I'm not going to give too much of the next five seasons away, suffice to say, now, at the end of season six, Liza is in a position where she may once and for all have to choose which team she's on.
It's an interesting show to discuss with your millennial colleagues. They're firmly on team Josh. I get that. I would want to date him if I was 26. He's cute, affectionate, loyal. I'm not sure about the tattoo thing, but that's the 52-year-old me talking. My colleague Amy Martin, who, when she's not busy filling the paper with interesting lifestyle stories, had this to say:
"Sure Josh is 14 years her junior but at the end of the day should it really matter? After all, Charles didn't seem to mind when he thought Liza was 14 years his junior? You can argue men mature slower than women, but then you would be ignoring the fact Josh was never a clueless 20-something, and Liza isn't someone to settle for someone who can't keep up with her intellectually. What this debate should actually come down to is who brings out the best Liza. It can be said Charles has more in common with Liza, but there is a certain sense of freedom, playfulness and excitement which comes out in Liza around Josh which I would argue does not come out in her around anyone else."

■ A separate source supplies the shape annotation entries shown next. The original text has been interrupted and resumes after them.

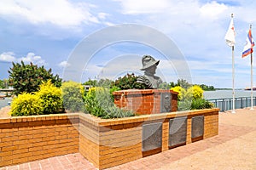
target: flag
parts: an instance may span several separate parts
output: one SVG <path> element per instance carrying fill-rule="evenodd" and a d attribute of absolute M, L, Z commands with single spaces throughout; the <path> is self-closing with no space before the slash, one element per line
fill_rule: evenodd
<path fill-rule="evenodd" d="M 241 57 L 244 58 L 247 54 L 252 54 L 253 52 L 253 46 L 254 46 L 254 41 L 253 39 L 252 31 L 250 28 L 247 37 L 247 44 L 243 48 Z"/>
<path fill-rule="evenodd" d="M 235 46 L 236 40 L 235 40 L 235 27 L 234 27 L 233 18 L 231 18 L 229 30 L 225 35 L 225 40 L 226 40 L 226 43 L 230 47 Z"/>

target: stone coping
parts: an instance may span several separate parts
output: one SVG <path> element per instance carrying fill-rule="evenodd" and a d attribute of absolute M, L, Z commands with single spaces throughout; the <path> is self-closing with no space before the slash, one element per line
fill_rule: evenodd
<path fill-rule="evenodd" d="M 157 93 L 166 93 L 166 92 L 171 92 L 172 94 L 177 94 L 177 92 L 174 92 L 172 90 L 164 90 L 164 89 L 127 89 L 127 90 L 119 90 L 113 92 L 113 95 L 129 95 L 129 94 L 157 94 Z"/>
<path fill-rule="evenodd" d="M 143 122 L 147 121 L 148 122 L 154 120 L 174 118 L 177 116 L 201 115 L 203 113 L 209 113 L 209 112 L 218 111 L 218 110 L 219 110 L 218 108 L 214 108 L 214 109 L 175 111 L 175 112 L 168 112 L 168 113 L 159 113 L 159 114 L 151 114 L 151 115 L 141 115 L 141 116 L 135 116 L 124 117 L 124 118 L 115 118 L 115 119 L 102 119 L 85 113 L 22 116 L 0 118 L 0 124 L 10 123 L 10 122 L 44 121 L 44 120 L 45 121 L 59 120 L 59 119 L 67 119 L 67 118 L 69 119 L 82 118 L 83 120 L 95 126 L 113 126 L 113 125 L 126 124 L 126 123 L 132 123 L 132 122 Z"/>
<path fill-rule="evenodd" d="M 79 114 L 79 117 L 83 117 L 89 121 L 88 122 L 94 124 L 96 126 L 112 126 L 112 125 L 119 125 L 131 122 L 143 122 L 147 121 L 154 120 L 161 120 L 166 118 L 174 118 L 177 116 L 196 116 L 205 113 L 210 113 L 212 111 L 218 111 L 218 108 L 214 109 L 204 109 L 204 110 L 185 110 L 185 111 L 175 111 L 168 113 L 159 113 L 159 114 L 151 114 L 151 115 L 140 115 L 131 117 L 124 118 L 116 118 L 116 119 L 101 119 L 95 117 L 90 114 Z"/>

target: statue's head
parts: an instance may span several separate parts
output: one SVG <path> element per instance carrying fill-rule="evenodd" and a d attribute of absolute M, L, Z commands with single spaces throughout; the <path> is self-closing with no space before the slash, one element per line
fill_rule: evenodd
<path fill-rule="evenodd" d="M 155 60 L 150 55 L 144 55 L 142 59 L 143 68 L 141 70 L 146 71 L 154 65 L 156 67 L 158 65 L 159 62 L 160 62 L 160 60 Z"/>

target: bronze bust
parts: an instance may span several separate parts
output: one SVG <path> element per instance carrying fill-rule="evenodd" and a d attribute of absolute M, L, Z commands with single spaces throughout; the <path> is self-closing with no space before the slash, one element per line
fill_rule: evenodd
<path fill-rule="evenodd" d="M 160 77 L 154 76 L 155 70 L 159 65 L 160 60 L 155 60 L 150 55 L 144 55 L 142 59 L 143 68 L 144 71 L 143 76 L 139 76 L 137 82 L 145 84 L 149 88 L 158 88 L 159 85 L 162 83 Z"/>

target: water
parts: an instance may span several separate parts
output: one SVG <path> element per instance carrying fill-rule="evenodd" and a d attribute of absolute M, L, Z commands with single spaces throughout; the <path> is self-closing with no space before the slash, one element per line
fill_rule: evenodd
<path fill-rule="evenodd" d="M 253 91 L 253 97 L 256 97 L 256 91 Z M 235 98 L 251 97 L 250 90 L 235 90 Z M 232 90 L 216 90 L 216 91 L 205 91 L 204 98 L 206 99 L 230 99 L 233 98 Z"/>

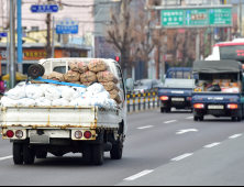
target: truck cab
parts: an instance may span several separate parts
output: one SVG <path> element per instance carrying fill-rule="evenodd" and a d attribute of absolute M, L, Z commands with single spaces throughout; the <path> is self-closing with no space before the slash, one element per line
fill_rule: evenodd
<path fill-rule="evenodd" d="M 193 74 L 199 81 L 192 92 L 195 121 L 204 116 L 243 119 L 243 68 L 236 61 L 197 61 Z"/>

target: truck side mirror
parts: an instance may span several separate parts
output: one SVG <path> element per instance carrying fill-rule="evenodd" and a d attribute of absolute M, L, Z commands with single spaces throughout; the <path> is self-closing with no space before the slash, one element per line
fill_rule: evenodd
<path fill-rule="evenodd" d="M 126 79 L 126 90 L 127 91 L 134 90 L 134 80 L 132 78 Z"/>

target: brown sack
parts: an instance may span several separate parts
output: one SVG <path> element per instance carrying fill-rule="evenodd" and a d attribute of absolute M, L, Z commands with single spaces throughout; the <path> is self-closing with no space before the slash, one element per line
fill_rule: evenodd
<path fill-rule="evenodd" d="M 104 81 L 113 81 L 114 84 L 118 84 L 118 78 L 111 73 L 111 72 L 100 72 L 97 74 L 98 81 L 104 82 Z"/>
<path fill-rule="evenodd" d="M 86 73 L 88 70 L 87 64 L 80 61 L 70 61 L 68 63 L 68 66 L 71 70 L 78 72 L 80 74 Z"/>
<path fill-rule="evenodd" d="M 81 82 L 92 82 L 92 81 L 97 81 L 97 80 L 98 80 L 97 75 L 92 72 L 86 72 L 80 75 Z"/>
<path fill-rule="evenodd" d="M 88 68 L 92 73 L 99 73 L 108 69 L 107 64 L 102 59 L 92 59 L 88 64 Z"/>
<path fill-rule="evenodd" d="M 79 81 L 80 74 L 74 70 L 69 70 L 65 74 L 65 81 Z"/>
<path fill-rule="evenodd" d="M 58 81 L 65 81 L 65 76 L 64 76 L 64 74 L 52 72 L 48 75 L 48 79 L 58 80 Z"/>
<path fill-rule="evenodd" d="M 90 86 L 92 84 L 92 81 L 88 81 L 88 82 L 82 82 L 84 86 Z"/>
<path fill-rule="evenodd" d="M 112 91 L 109 91 L 109 94 L 110 94 L 110 98 L 115 100 L 117 103 L 121 103 L 122 102 L 121 99 L 120 99 L 120 95 L 119 95 L 119 92 L 115 89 L 113 89 Z"/>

Oh dear Amy - watch me slip into condescending Gen X mode, with all due respect - how can you not see Charles is by far the best pick for Liza. They both are divorcees, with teenage children - did I mention Josh has a brand new baby? Who wants to go through that again? - they're at an age where they don't really want to have roommates (although Debi Mazar, as Maggie, Liza's roommate is one of my favourite characters), they are grown-ups. Josh is lovely. But he's a puppy that still needs some house-training. Charles is a purebred. Sure, he might not jump on you, lick your face and try and hump your leg, but he's never going to poop on the carpet.
So I guess the whole point of this is, is there an age, younger or older, where you should choose the guy that seems right at the time, but you know, perhaps in the long run, he won't be the right one. Mr Right for Right Now.
Another of my favourite shows I've put Amy on to is Netflix's Workin' Moms, starring Catherine Reitman. it follows a group of women who meet in mothers' group when they all have new babies. Over the course of the next few years, they return to work, start new relationships, have more babies. It's confronting and funny and way too close to home. Watch it as soon as you can.
So, in the final episodes of season three, Reitman's character Kate has discovered her husband Nathan has been having an affair with her best friend's nanny. She leaves him, eventually meets a hot guy from work, after shagging the young office boy a few times, and is now at the point where she has to choose between going back to her philandering husband or hook up with the hot guy. Who is seriously hot.
It's ironic that in Workin' Moms I'm rooting (to use that coy north American term) for Kate to hook up with the hot guy, and leave her pathetic husband who could do nothing but complain how she paid him no attention. But in Younger I'm wanting Liza to make the sensible choice and be with Charles. He's solid, dependable, he likes books. And yes, he's pretty bloody hot too.
Who knows, as we negotiate relationships in all stages of our lives, who we should choose. We all remember those people who, as Amy said, bring out a sense of excitement in us, but can we, when we're older, not younger, take that risk? Mr Right is elusive but can we gamble on that Mr Right for Right Now? Perhaps we should.